# My latest quilt



## stirfamily (Jun 18, 2002)

Just took this one off the frame this morning. Still needs to be bound. I call it Virginia Trails. It is going to my dad.








Karen in NE Indiana


----------



## DW (May 10, 2002)

I LOVE the colors.


----------



## jbowyer01 (Aug 4, 2008)

Beautiful!


----------



## BusyBees2 (Dec 10, 2004)

Love it!!!


----------



## bopeep (Apr 2, 2007)

SEW BEAUTIFUL !!!!!!
I LOVE IT !!!!!!!!!!!
bopeep


----------



## Marsha (May 11, 2002)

I love it!!!!

Marsha


----------



## grannygardner (May 4, 2005)

Beautiful colors. I'm sure your dad will love it.


----------



## MacaReenie (Mar 1, 2008)

That is just gorgeous!! Great color choices and the quilting is done beautifully! Do you use a domestic machine, a long arm or did you handquilt that??


----------



## Terri in WV (May 10, 2002)

How nice!!


----------



## PonderosaQ (Jan 12, 2004)

Very nice. I bet my dad would have liked that too.


----------



## AngieM2 (May 10, 2002)

That's really really nice. I love the way the swirls appear to intertwine.

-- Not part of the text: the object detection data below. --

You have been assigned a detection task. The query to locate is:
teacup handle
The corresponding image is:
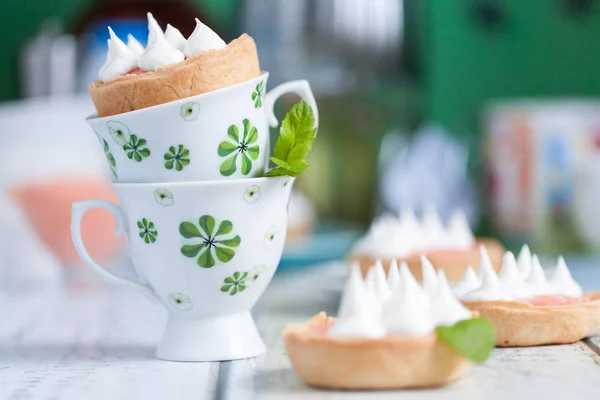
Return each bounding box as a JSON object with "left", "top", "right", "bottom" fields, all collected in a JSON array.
[
  {"left": 265, "top": 79, "right": 319, "bottom": 128},
  {"left": 71, "top": 200, "right": 160, "bottom": 303}
]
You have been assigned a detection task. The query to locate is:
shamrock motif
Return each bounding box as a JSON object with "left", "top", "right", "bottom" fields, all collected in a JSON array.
[
  {"left": 252, "top": 81, "right": 265, "bottom": 108},
  {"left": 106, "top": 121, "right": 130, "bottom": 146},
  {"left": 154, "top": 188, "right": 175, "bottom": 206},
  {"left": 265, "top": 226, "right": 280, "bottom": 249},
  {"left": 248, "top": 264, "right": 269, "bottom": 283},
  {"left": 138, "top": 218, "right": 158, "bottom": 243},
  {"left": 221, "top": 271, "right": 248, "bottom": 296},
  {"left": 102, "top": 139, "right": 117, "bottom": 178},
  {"left": 217, "top": 118, "right": 259, "bottom": 176},
  {"left": 123, "top": 135, "right": 150, "bottom": 162},
  {"left": 179, "top": 215, "right": 241, "bottom": 268},
  {"left": 169, "top": 292, "right": 194, "bottom": 311},
  {"left": 165, "top": 144, "right": 190, "bottom": 171},
  {"left": 244, "top": 185, "right": 260, "bottom": 203},
  {"left": 179, "top": 101, "right": 200, "bottom": 121}
]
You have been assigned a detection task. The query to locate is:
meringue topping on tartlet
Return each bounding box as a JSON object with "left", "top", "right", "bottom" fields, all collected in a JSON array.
[
  {"left": 88, "top": 13, "right": 261, "bottom": 117},
  {"left": 455, "top": 246, "right": 600, "bottom": 347},
  {"left": 283, "top": 264, "right": 495, "bottom": 390},
  {"left": 350, "top": 207, "right": 504, "bottom": 282}
]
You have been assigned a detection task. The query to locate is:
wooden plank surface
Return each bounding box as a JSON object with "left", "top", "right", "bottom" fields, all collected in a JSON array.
[{"left": 0, "top": 267, "right": 600, "bottom": 400}]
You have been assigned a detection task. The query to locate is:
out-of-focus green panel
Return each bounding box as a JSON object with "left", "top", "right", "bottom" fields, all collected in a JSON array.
[{"left": 423, "top": 0, "right": 600, "bottom": 132}]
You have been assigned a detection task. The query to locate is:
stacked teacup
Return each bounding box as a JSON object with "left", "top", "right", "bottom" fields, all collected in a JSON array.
[{"left": 71, "top": 73, "right": 318, "bottom": 361}]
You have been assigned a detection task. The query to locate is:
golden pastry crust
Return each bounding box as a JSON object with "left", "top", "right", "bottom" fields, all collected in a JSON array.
[
  {"left": 88, "top": 34, "right": 260, "bottom": 117},
  {"left": 464, "top": 292, "right": 600, "bottom": 347},
  {"left": 350, "top": 238, "right": 504, "bottom": 282},
  {"left": 283, "top": 312, "right": 471, "bottom": 390}
]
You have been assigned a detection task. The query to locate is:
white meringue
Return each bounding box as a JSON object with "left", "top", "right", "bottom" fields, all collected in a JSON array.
[
  {"left": 525, "top": 254, "right": 552, "bottom": 298},
  {"left": 431, "top": 270, "right": 473, "bottom": 326},
  {"left": 388, "top": 259, "right": 400, "bottom": 292},
  {"left": 138, "top": 13, "right": 185, "bottom": 71},
  {"left": 461, "top": 246, "right": 511, "bottom": 301},
  {"left": 165, "top": 24, "right": 186, "bottom": 51},
  {"left": 517, "top": 244, "right": 531, "bottom": 279},
  {"left": 452, "top": 266, "right": 481, "bottom": 299},
  {"left": 127, "top": 33, "right": 145, "bottom": 57},
  {"left": 98, "top": 26, "right": 138, "bottom": 82},
  {"left": 498, "top": 251, "right": 528, "bottom": 299},
  {"left": 183, "top": 18, "right": 227, "bottom": 57},
  {"left": 421, "top": 255, "right": 438, "bottom": 296},
  {"left": 550, "top": 256, "right": 583, "bottom": 298}
]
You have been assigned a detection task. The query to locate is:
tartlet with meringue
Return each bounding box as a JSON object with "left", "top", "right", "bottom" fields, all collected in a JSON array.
[
  {"left": 454, "top": 246, "right": 600, "bottom": 347},
  {"left": 88, "top": 13, "right": 261, "bottom": 117},
  {"left": 283, "top": 263, "right": 495, "bottom": 390},
  {"left": 350, "top": 207, "right": 504, "bottom": 282}
]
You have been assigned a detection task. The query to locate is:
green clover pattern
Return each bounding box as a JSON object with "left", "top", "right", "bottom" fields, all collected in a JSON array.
[
  {"left": 252, "top": 81, "right": 265, "bottom": 108},
  {"left": 217, "top": 118, "right": 259, "bottom": 176},
  {"left": 179, "top": 215, "right": 241, "bottom": 268},
  {"left": 179, "top": 101, "right": 200, "bottom": 121},
  {"left": 221, "top": 271, "right": 248, "bottom": 296},
  {"left": 106, "top": 121, "right": 131, "bottom": 146},
  {"left": 137, "top": 218, "right": 158, "bottom": 244},
  {"left": 165, "top": 144, "right": 190, "bottom": 171},
  {"left": 102, "top": 139, "right": 117, "bottom": 178},
  {"left": 169, "top": 292, "right": 194, "bottom": 311},
  {"left": 244, "top": 185, "right": 260, "bottom": 203},
  {"left": 123, "top": 135, "right": 150, "bottom": 162}
]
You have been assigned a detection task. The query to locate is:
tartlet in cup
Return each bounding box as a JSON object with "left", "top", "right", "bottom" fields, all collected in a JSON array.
[{"left": 88, "top": 34, "right": 261, "bottom": 117}]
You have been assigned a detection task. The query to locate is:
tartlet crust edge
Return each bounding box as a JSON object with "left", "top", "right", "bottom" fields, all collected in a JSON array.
[
  {"left": 88, "top": 34, "right": 261, "bottom": 117},
  {"left": 283, "top": 312, "right": 471, "bottom": 390},
  {"left": 463, "top": 292, "right": 600, "bottom": 347}
]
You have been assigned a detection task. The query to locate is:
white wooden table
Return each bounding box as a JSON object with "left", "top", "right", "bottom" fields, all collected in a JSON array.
[{"left": 0, "top": 260, "right": 600, "bottom": 400}]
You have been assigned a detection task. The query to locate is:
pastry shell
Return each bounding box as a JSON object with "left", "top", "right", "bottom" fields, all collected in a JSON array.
[
  {"left": 350, "top": 238, "right": 504, "bottom": 282},
  {"left": 464, "top": 292, "right": 600, "bottom": 347},
  {"left": 283, "top": 312, "right": 471, "bottom": 390},
  {"left": 88, "top": 34, "right": 261, "bottom": 117}
]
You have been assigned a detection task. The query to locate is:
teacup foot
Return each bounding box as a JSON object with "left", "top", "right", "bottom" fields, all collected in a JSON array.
[{"left": 156, "top": 312, "right": 265, "bottom": 362}]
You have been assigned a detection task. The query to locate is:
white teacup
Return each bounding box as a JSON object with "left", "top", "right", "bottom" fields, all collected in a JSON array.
[
  {"left": 87, "top": 72, "right": 318, "bottom": 182},
  {"left": 71, "top": 177, "right": 293, "bottom": 361}
]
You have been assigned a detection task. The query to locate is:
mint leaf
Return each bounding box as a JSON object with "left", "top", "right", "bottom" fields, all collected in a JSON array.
[
  {"left": 266, "top": 100, "right": 316, "bottom": 176},
  {"left": 435, "top": 318, "right": 496, "bottom": 363}
]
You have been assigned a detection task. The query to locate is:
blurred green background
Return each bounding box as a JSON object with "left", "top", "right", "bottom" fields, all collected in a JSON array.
[{"left": 5, "top": 0, "right": 600, "bottom": 251}]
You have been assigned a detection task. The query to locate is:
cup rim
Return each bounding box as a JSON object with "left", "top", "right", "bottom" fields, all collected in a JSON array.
[
  {"left": 112, "top": 175, "right": 296, "bottom": 189},
  {"left": 85, "top": 71, "right": 269, "bottom": 124}
]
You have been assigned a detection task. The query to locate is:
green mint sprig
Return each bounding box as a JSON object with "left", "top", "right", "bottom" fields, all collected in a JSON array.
[
  {"left": 266, "top": 100, "right": 317, "bottom": 176},
  {"left": 435, "top": 318, "right": 496, "bottom": 363}
]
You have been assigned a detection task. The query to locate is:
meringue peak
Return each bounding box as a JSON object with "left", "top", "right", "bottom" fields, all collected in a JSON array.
[
  {"left": 127, "top": 33, "right": 145, "bottom": 57},
  {"left": 388, "top": 259, "right": 400, "bottom": 292},
  {"left": 165, "top": 24, "right": 186, "bottom": 51},
  {"left": 99, "top": 26, "right": 137, "bottom": 82},
  {"left": 550, "top": 256, "right": 583, "bottom": 298},
  {"left": 421, "top": 255, "right": 438, "bottom": 296},
  {"left": 517, "top": 244, "right": 531, "bottom": 279},
  {"left": 431, "top": 270, "right": 473, "bottom": 326},
  {"left": 452, "top": 265, "right": 481, "bottom": 298},
  {"left": 183, "top": 18, "right": 227, "bottom": 57}
]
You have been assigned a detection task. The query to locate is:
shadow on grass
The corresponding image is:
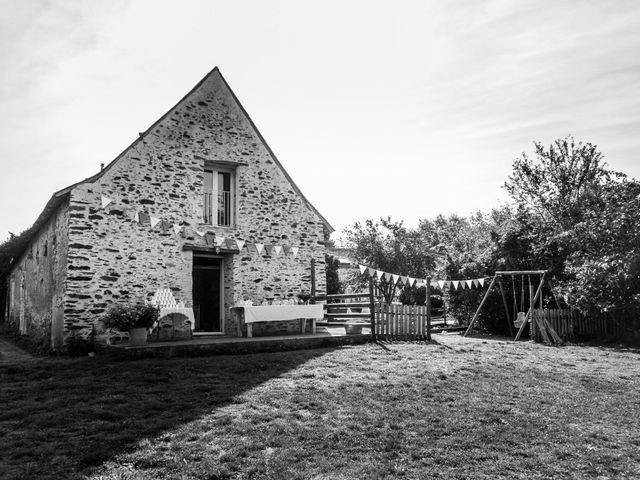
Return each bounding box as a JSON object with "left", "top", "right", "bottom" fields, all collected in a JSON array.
[{"left": 0, "top": 348, "right": 332, "bottom": 479}]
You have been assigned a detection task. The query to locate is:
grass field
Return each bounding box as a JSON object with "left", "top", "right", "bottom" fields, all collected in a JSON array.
[{"left": 0, "top": 335, "right": 640, "bottom": 480}]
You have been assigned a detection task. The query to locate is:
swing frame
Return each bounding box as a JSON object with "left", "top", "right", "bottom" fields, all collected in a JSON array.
[{"left": 463, "top": 270, "right": 562, "bottom": 343}]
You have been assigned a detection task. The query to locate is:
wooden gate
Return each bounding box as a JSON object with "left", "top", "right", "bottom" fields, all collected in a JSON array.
[{"left": 372, "top": 303, "right": 431, "bottom": 340}]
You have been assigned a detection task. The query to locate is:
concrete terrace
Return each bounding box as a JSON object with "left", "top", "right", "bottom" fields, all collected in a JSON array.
[{"left": 102, "top": 327, "right": 371, "bottom": 358}]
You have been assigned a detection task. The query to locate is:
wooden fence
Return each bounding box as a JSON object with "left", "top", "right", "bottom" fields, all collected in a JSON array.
[
  {"left": 531, "top": 308, "right": 640, "bottom": 342},
  {"left": 372, "top": 303, "right": 431, "bottom": 340}
]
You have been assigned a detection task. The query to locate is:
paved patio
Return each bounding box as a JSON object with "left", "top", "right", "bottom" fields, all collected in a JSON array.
[{"left": 103, "top": 327, "right": 371, "bottom": 358}]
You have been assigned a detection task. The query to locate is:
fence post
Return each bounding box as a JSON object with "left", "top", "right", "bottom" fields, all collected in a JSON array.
[
  {"left": 424, "top": 277, "right": 431, "bottom": 341},
  {"left": 369, "top": 278, "right": 377, "bottom": 341}
]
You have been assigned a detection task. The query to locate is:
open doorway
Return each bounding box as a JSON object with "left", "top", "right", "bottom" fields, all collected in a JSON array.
[{"left": 193, "top": 254, "right": 224, "bottom": 333}]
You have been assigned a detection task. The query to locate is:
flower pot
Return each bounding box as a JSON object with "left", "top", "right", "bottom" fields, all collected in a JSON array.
[
  {"left": 129, "top": 328, "right": 147, "bottom": 347},
  {"left": 344, "top": 323, "right": 363, "bottom": 335}
]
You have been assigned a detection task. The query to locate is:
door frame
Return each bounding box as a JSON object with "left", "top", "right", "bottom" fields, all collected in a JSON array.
[{"left": 191, "top": 251, "right": 225, "bottom": 335}]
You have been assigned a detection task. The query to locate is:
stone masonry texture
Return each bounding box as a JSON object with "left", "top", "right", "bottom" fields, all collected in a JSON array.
[{"left": 10, "top": 69, "right": 328, "bottom": 347}]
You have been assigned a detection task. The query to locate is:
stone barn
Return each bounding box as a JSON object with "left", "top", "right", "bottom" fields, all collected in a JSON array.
[{"left": 5, "top": 68, "right": 333, "bottom": 350}]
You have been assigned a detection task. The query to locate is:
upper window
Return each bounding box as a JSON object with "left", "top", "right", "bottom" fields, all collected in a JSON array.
[{"left": 203, "top": 168, "right": 234, "bottom": 227}]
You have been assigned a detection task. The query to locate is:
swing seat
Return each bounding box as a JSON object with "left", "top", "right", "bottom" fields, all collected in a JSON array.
[{"left": 513, "top": 312, "right": 527, "bottom": 328}]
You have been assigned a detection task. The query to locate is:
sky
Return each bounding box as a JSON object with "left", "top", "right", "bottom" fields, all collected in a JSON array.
[{"left": 0, "top": 0, "right": 640, "bottom": 241}]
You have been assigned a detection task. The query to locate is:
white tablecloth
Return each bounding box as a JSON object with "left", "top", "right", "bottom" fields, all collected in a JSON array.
[{"left": 235, "top": 304, "right": 324, "bottom": 323}]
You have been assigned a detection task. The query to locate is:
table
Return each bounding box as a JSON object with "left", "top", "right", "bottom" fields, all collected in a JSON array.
[{"left": 231, "top": 304, "right": 324, "bottom": 337}]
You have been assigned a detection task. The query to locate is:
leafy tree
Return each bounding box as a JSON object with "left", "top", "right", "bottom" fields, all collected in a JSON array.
[
  {"left": 505, "top": 137, "right": 640, "bottom": 311},
  {"left": 561, "top": 181, "right": 640, "bottom": 311},
  {"left": 505, "top": 136, "right": 622, "bottom": 230},
  {"left": 324, "top": 255, "right": 340, "bottom": 295},
  {"left": 345, "top": 218, "right": 435, "bottom": 302}
]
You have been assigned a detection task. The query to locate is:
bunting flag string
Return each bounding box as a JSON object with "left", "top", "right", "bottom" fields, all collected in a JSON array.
[{"left": 353, "top": 264, "right": 487, "bottom": 290}]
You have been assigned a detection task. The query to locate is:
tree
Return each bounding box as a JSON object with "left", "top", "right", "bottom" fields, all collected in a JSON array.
[
  {"left": 561, "top": 181, "right": 640, "bottom": 311},
  {"left": 504, "top": 136, "right": 623, "bottom": 230},
  {"left": 505, "top": 136, "right": 640, "bottom": 311},
  {"left": 345, "top": 218, "right": 435, "bottom": 302}
]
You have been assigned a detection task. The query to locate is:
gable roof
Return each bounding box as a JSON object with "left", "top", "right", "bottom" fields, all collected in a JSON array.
[{"left": 10, "top": 67, "right": 335, "bottom": 262}]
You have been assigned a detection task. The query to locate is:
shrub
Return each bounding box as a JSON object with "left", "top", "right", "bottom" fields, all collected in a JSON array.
[{"left": 102, "top": 303, "right": 160, "bottom": 331}]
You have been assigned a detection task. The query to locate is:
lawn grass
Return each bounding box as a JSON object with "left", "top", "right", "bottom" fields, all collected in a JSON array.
[{"left": 0, "top": 335, "right": 640, "bottom": 480}]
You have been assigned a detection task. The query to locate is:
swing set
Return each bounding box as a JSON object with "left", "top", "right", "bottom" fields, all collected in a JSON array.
[{"left": 463, "top": 270, "right": 562, "bottom": 343}]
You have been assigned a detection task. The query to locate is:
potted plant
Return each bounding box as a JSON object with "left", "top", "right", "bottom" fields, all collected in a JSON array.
[{"left": 102, "top": 303, "right": 160, "bottom": 347}]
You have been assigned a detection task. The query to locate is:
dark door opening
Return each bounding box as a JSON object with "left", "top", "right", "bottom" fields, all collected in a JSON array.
[{"left": 193, "top": 255, "right": 223, "bottom": 332}]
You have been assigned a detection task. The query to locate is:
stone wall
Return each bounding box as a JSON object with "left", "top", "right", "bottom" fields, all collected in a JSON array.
[
  {"left": 8, "top": 202, "right": 69, "bottom": 350},
  {"left": 65, "top": 70, "right": 325, "bottom": 340}
]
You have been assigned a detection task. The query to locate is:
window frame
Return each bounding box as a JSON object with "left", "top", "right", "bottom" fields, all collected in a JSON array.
[{"left": 202, "top": 162, "right": 238, "bottom": 228}]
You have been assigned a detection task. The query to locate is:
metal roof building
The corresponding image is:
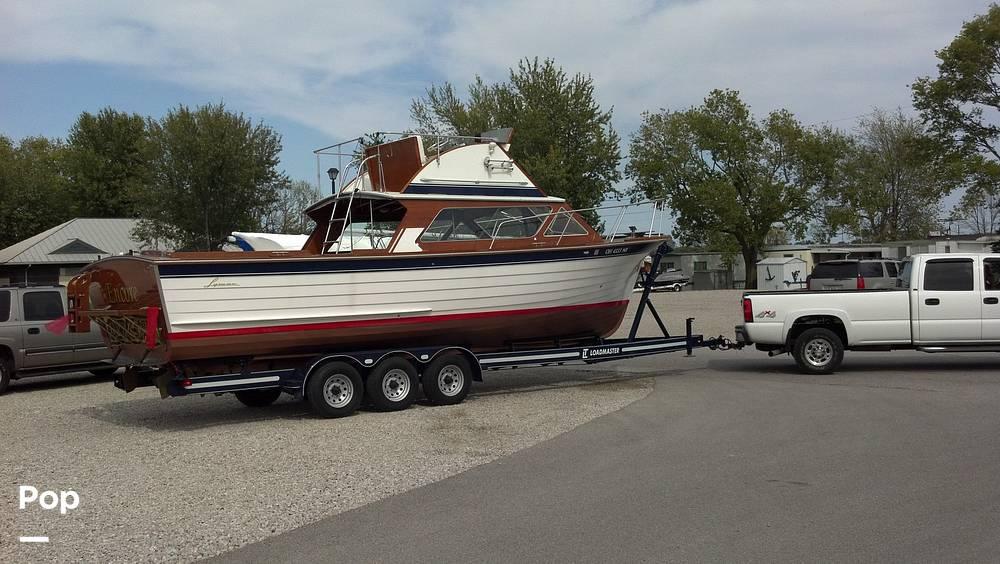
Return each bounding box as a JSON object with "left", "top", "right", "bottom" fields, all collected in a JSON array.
[{"left": 0, "top": 218, "right": 166, "bottom": 285}]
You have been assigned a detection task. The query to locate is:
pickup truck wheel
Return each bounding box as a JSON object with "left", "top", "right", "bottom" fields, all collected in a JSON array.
[
  {"left": 0, "top": 356, "right": 14, "bottom": 394},
  {"left": 233, "top": 388, "right": 281, "bottom": 407},
  {"left": 306, "top": 362, "right": 364, "bottom": 417},
  {"left": 365, "top": 358, "right": 417, "bottom": 411},
  {"left": 420, "top": 353, "right": 472, "bottom": 405},
  {"left": 792, "top": 327, "right": 844, "bottom": 374}
]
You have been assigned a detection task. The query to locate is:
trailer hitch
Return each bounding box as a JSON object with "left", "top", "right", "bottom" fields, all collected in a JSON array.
[{"left": 705, "top": 335, "right": 746, "bottom": 351}]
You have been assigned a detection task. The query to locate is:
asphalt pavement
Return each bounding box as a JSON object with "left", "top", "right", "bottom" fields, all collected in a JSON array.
[{"left": 207, "top": 351, "right": 1000, "bottom": 562}]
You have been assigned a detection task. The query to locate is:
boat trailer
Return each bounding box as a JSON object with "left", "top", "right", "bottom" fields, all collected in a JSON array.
[{"left": 115, "top": 242, "right": 741, "bottom": 417}]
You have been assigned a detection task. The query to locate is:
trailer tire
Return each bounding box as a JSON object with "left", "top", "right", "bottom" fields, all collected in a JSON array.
[
  {"left": 365, "top": 357, "right": 418, "bottom": 411},
  {"left": 0, "top": 352, "right": 14, "bottom": 394},
  {"left": 792, "top": 327, "right": 844, "bottom": 374},
  {"left": 306, "top": 362, "right": 364, "bottom": 418},
  {"left": 233, "top": 388, "right": 281, "bottom": 407},
  {"left": 420, "top": 352, "right": 472, "bottom": 405}
]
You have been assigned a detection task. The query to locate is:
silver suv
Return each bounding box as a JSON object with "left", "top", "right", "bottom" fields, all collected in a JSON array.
[
  {"left": 806, "top": 259, "right": 899, "bottom": 290},
  {"left": 0, "top": 286, "right": 115, "bottom": 393}
]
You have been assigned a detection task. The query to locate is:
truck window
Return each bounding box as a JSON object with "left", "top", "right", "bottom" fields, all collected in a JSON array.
[
  {"left": 858, "top": 262, "right": 885, "bottom": 278},
  {"left": 896, "top": 260, "right": 913, "bottom": 290},
  {"left": 0, "top": 290, "right": 10, "bottom": 323},
  {"left": 984, "top": 259, "right": 1000, "bottom": 288},
  {"left": 924, "top": 259, "right": 973, "bottom": 292},
  {"left": 813, "top": 262, "right": 856, "bottom": 278},
  {"left": 23, "top": 292, "right": 63, "bottom": 321}
]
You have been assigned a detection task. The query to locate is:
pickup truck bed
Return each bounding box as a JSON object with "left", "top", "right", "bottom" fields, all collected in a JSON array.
[{"left": 736, "top": 254, "right": 1000, "bottom": 373}]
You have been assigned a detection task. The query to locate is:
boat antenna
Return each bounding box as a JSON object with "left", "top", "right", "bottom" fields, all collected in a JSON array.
[{"left": 326, "top": 167, "right": 340, "bottom": 195}]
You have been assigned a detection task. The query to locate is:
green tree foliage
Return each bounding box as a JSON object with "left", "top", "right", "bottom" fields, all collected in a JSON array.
[
  {"left": 913, "top": 4, "right": 1000, "bottom": 160},
  {"left": 0, "top": 136, "right": 72, "bottom": 248},
  {"left": 136, "top": 104, "right": 288, "bottom": 250},
  {"left": 834, "top": 109, "right": 958, "bottom": 241},
  {"left": 65, "top": 108, "right": 150, "bottom": 217},
  {"left": 262, "top": 180, "right": 322, "bottom": 235},
  {"left": 410, "top": 58, "right": 621, "bottom": 219},
  {"left": 626, "top": 90, "right": 847, "bottom": 288}
]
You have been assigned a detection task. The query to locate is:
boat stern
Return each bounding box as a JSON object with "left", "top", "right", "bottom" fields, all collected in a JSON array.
[{"left": 66, "top": 256, "right": 169, "bottom": 366}]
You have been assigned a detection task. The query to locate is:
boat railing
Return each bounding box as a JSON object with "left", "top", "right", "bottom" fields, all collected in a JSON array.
[{"left": 490, "top": 200, "right": 666, "bottom": 249}]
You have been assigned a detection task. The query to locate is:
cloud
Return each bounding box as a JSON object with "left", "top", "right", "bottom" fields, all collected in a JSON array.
[{"left": 0, "top": 0, "right": 985, "bottom": 143}]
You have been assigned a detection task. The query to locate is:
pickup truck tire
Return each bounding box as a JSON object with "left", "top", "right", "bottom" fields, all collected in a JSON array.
[
  {"left": 0, "top": 356, "right": 14, "bottom": 394},
  {"left": 365, "top": 358, "right": 418, "bottom": 411},
  {"left": 792, "top": 327, "right": 844, "bottom": 374},
  {"left": 420, "top": 352, "right": 472, "bottom": 405},
  {"left": 233, "top": 388, "right": 281, "bottom": 407},
  {"left": 306, "top": 361, "right": 365, "bottom": 418}
]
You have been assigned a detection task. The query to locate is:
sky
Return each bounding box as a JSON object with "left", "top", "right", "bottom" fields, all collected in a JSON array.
[{"left": 0, "top": 0, "right": 988, "bottom": 225}]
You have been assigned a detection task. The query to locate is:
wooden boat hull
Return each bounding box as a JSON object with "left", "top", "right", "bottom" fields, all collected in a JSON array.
[{"left": 77, "top": 240, "right": 660, "bottom": 365}]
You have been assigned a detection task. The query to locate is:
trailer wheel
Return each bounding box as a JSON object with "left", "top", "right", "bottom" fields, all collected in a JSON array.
[
  {"left": 233, "top": 388, "right": 281, "bottom": 407},
  {"left": 792, "top": 327, "right": 844, "bottom": 374},
  {"left": 420, "top": 353, "right": 472, "bottom": 405},
  {"left": 365, "top": 357, "right": 417, "bottom": 411},
  {"left": 306, "top": 362, "right": 364, "bottom": 417}
]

Another lady that does such nice work. You're dad should love it.

Angie


----------



## tlag1986 (Jul 3, 2010)

It is so beautiful! I love the earth tone colors. You did fantastic!


----------



## stirfamily (Jun 18, 2002)

Thanks all for the wonderful compliments. MacaReenie, I have a midarm machine called a Bailey Home Quilter. It is a 17 inch machine that sits on a grace pro frame. Got it last November and was ready to get rid of it when I first tried machine quilting. I am glad I kept it. I'm finally getting the hang of it and actually like it now!


----------



## Miz Mary (Feb 15, 2003)

That is really gorgeous !! I like the colors ,and the border really sets it off perfectly !!
Nice quilting too !!


----------



## CJ (May 10, 2002)

Oh YUMMY! Those are my colors! What a beautiful quilt!


----------



## Texasdirtdigger (Jan 17, 2010)

Your Dad is gonna adore it and you!
Is it a Holiday gift? Or, just cause I love ya, gift?
My Dad would have really been proud to be the recipient of that handsome piece.
You do lovely work.


----------



## Colorado (Aug 19, 2005)

Great.


----------



## stirfamily (Jun 18, 2002)

Texasdirtdigger said:


> Your Dad is gonna adore it and you!
> Is it a Holiday gift? Or, just cause I love ya, gift?
> My Dad would have really been proud to be the recipient of that handsome piece.
> You do lovely work.


My dad loves quilts. I have never made one just for him so it is a just because I love you gift. 
Karen in NE Indiana


----------



## Tinker (Apr 5, 2004)

You did a great job! The colors make it look very "woodsy" & "manly" I am sure your dad will really cherish it.


----------